The United States has deployed regular army troops in the Northern half of Afghanistan to provide security for U.S. military personnel pursuing Osama bin Laden and his allies. The troop presence highlights the continuing danger in areas the Northern Alliance has retaken from the Taleban.
The U.S. soldiers from the 10th Mountain Division are believed to have arrived in Afghanistan several days ago from Uzbekistan. The army unit has had about 1,000 of its soldiers providing security at an airbase near the Uzbek border town of Termez, for the past several weeks.
One group of soldiers is now in the northern city of Mazar-i-Sharif. Another group is at an airbase in Bagram, north of the capital Kabul. The soldiers are described as "quick reaction forces" that can not only provide security, but can help evacuate American personnel in an emergency.

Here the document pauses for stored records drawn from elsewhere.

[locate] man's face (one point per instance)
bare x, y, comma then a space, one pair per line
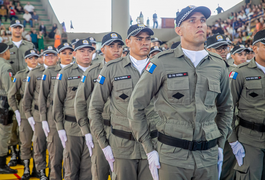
193, 30
140, 44
32, 62
239, 58
16, 31
259, 49
250, 55
84, 56
50, 59
112, 51
222, 51
66, 56
153, 54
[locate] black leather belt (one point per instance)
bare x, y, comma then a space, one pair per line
129, 136
251, 125
107, 122
70, 118
185, 144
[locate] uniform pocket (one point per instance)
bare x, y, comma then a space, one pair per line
123, 90
213, 91
211, 131
178, 90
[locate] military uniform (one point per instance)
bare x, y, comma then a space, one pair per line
187, 100
116, 82
5, 115
77, 161
247, 88
31, 108
100, 167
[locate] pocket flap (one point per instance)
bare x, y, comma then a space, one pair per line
179, 83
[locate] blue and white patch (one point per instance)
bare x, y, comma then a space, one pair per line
233, 75
59, 76
43, 77
101, 79
150, 67
83, 79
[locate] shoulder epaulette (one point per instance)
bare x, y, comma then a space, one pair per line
115, 61
165, 52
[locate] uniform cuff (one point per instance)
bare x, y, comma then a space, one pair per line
148, 146
85, 130
59, 126
232, 137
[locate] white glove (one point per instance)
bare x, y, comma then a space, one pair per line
89, 143
238, 151
18, 117
109, 156
220, 161
45, 128
154, 165
63, 137
31, 122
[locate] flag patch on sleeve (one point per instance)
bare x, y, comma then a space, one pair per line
233, 75
59, 76
43, 77
83, 79
28, 79
150, 67
101, 79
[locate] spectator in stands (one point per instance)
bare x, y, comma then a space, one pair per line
5, 37
219, 9
3, 13
42, 28
53, 31
35, 19
155, 22
34, 38
27, 19
57, 38
19, 8
28, 7
40, 41
12, 13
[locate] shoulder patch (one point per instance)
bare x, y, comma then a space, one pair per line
101, 79
233, 75
150, 67
165, 52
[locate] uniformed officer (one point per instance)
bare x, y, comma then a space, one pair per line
25, 131
155, 42
77, 161
6, 121
112, 49
55, 147
31, 108
218, 44
154, 50
116, 82
18, 47
239, 54
191, 87
247, 88
250, 54
125, 51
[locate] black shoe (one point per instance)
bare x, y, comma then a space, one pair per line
26, 174
42, 175
7, 170
13, 160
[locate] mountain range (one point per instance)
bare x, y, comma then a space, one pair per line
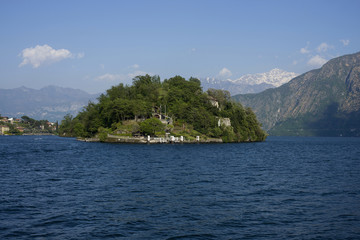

At the Bagram airbase, the soldiers have set up heavily guarded checkpoints and are conducting round-the-clock patrols of the area. Bagram was once a key military base for the Soviet Union during its occupation of Afghanistan during the 1980's.
Sargeant Ray Cordell, spokesman for the 10th Mountain Division, said the United States is planning to use the airfield primarily for coordinating relief flights that will expand delivery of humanitarian supplies. "I want to get Air Force personnel in here within five days and start setting up a way to start bringing in aircraft in here on an even flow," he said. "Now does that mean in five days it is going to actually begin? No, it means that in five days there will be people on the ground to start this happening."
Several hundred U.S. forces have been in Afghanistan for weeks, working with anti-Taleban Northern Alliance forces. Although the Northern Alliance now controls more than half of Afghanistan, many areas are not adequately policed and have become lawless.